The Vulnerability Standard will initially be a new simple one level JSON with all the information that matches from the different scanners having standardized variable names, while maintaining the rest of the variables as they are. In the future, once everything is implemented, we will evaluate moving to an existing standard like ECS or AWS Vulnerability Schema; we prioritize functionality over perfection.

Using the word standard has connotations, if VulnWhisperer is the only place the format is used it is not a standard it is just a common format VulnWhisperer uses to map other formats/ schemas.

STIX and CVRF are standards, by supporting these you might even avoid needing your own common format at all as mapping to STIX and CVRF is unlikely required to be effort for VulnWhisperer because most 3rd parties already output STIX or CVRF

chrisdlangton commented 5 years ago

p.s.s. If VulnWhisperer goes ahead and creates a common format to map 3rd party formats, then VulnWhisperer is creating yet another disparate format, it might as well be proprietary.
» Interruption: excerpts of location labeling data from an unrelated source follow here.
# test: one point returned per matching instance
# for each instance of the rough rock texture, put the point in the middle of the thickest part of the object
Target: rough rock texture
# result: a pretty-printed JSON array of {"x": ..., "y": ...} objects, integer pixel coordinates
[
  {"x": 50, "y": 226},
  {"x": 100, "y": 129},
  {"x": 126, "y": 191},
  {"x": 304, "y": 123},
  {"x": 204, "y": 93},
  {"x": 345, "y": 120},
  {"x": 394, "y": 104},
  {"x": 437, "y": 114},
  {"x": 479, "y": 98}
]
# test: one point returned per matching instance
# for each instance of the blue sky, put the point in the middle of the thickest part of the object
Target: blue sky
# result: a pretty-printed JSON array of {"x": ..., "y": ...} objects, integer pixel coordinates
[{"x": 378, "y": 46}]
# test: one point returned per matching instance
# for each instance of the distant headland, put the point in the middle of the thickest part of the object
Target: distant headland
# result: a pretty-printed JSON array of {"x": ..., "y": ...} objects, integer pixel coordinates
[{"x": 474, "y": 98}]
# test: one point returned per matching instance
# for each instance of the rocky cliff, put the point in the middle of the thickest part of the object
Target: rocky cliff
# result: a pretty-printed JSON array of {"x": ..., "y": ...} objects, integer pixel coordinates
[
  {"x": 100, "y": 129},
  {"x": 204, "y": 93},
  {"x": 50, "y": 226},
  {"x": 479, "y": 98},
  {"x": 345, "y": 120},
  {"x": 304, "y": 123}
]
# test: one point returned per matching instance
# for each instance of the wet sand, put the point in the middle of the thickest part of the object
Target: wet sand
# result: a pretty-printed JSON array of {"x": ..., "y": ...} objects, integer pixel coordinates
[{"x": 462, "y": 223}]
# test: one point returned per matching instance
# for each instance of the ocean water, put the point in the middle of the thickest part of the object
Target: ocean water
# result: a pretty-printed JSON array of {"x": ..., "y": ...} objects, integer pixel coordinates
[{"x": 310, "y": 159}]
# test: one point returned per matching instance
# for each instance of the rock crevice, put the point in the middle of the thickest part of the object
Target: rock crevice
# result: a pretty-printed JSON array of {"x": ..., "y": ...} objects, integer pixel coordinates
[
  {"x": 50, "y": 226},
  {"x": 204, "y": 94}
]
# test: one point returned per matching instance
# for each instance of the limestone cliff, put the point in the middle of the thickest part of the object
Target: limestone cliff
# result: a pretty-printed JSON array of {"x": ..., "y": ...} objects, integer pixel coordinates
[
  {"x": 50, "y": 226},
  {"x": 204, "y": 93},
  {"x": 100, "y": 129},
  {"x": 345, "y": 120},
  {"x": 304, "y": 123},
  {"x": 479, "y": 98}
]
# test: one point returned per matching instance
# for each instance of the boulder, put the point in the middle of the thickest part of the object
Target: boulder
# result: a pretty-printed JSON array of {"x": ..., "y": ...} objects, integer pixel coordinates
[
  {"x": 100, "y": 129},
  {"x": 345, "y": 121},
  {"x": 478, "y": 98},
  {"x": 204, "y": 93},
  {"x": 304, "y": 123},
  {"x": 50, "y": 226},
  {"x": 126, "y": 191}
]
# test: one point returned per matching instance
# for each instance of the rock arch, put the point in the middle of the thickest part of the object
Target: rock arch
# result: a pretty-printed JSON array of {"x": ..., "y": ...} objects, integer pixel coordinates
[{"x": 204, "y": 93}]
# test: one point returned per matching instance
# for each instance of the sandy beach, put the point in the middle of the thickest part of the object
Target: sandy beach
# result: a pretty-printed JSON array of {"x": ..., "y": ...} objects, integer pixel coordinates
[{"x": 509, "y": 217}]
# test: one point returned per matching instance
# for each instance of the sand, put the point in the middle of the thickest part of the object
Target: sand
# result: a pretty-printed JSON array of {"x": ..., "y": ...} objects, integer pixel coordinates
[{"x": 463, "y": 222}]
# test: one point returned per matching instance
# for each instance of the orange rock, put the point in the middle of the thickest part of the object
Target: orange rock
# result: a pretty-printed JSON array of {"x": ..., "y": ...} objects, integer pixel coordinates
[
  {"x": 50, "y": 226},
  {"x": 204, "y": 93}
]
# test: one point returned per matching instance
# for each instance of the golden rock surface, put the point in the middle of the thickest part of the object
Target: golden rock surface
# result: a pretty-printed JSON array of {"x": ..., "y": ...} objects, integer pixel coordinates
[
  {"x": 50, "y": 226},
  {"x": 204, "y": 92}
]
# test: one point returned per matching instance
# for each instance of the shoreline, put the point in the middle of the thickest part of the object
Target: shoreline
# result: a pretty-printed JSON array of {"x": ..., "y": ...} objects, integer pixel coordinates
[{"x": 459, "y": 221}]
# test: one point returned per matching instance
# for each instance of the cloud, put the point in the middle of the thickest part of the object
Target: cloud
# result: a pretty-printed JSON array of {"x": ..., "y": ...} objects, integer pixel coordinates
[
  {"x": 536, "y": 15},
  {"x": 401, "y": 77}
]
qmontal commented 5 years ago

Hi @chrisdlangton,

The reason of implementing a vulnerability standard is that currently, every scanner module is implemented separately and each scanner has its variables names and specific outputs (eg. severity values differ between scanners), and the intention is to do a conversion of all of them to a single format to have interoperability with the other modules.

Once the implementation of a conversion is done, the values of the end format can be changed; the problem is not the standard itself, but all the work (each scanner value mapping, implementation and refactoring) behind the decision. We are giving priority to doing and moving forward instead of perfect planning but having nothing done, which was the problem with the current amount of resources.

Also, the whole standardization process not only affects the output of the scanners, but the creation of guidelines regarding module implementation and code abstraction, so that its easier for users to add support to new specific scanners without much work behind it.

We are open to ideas and PRs, feel free to join the Slack channel and share them.

Cheers

chrisdlangton commented 5 years ago

@qmontal instead of creating adapters to ingest 3rd parties disparate formats, you could write code to accept STIX or CVRF and the same 3rd parties don't actually need you to write code or support disparate adapters. Allow me to demonstrate;

I could go through all of them but here are some STIX usages I am aware you will get compatibility with once it is supported; MISP (obviously), mitre, Cosive, CERT NetSA Security Suite, RiskIQ, Autopsy (The Sleuth Kit), and MineMeld (paloaltonetworks). That is just page 1 of a quick search and there are some big names here already. Additionally, STIX and OpenIOC are pretty easily interchangeable in my experience.

I could do a search for the wider accepted CVRF standard but you get the picture by now i hope...

Honorary mention MISP are doing it right.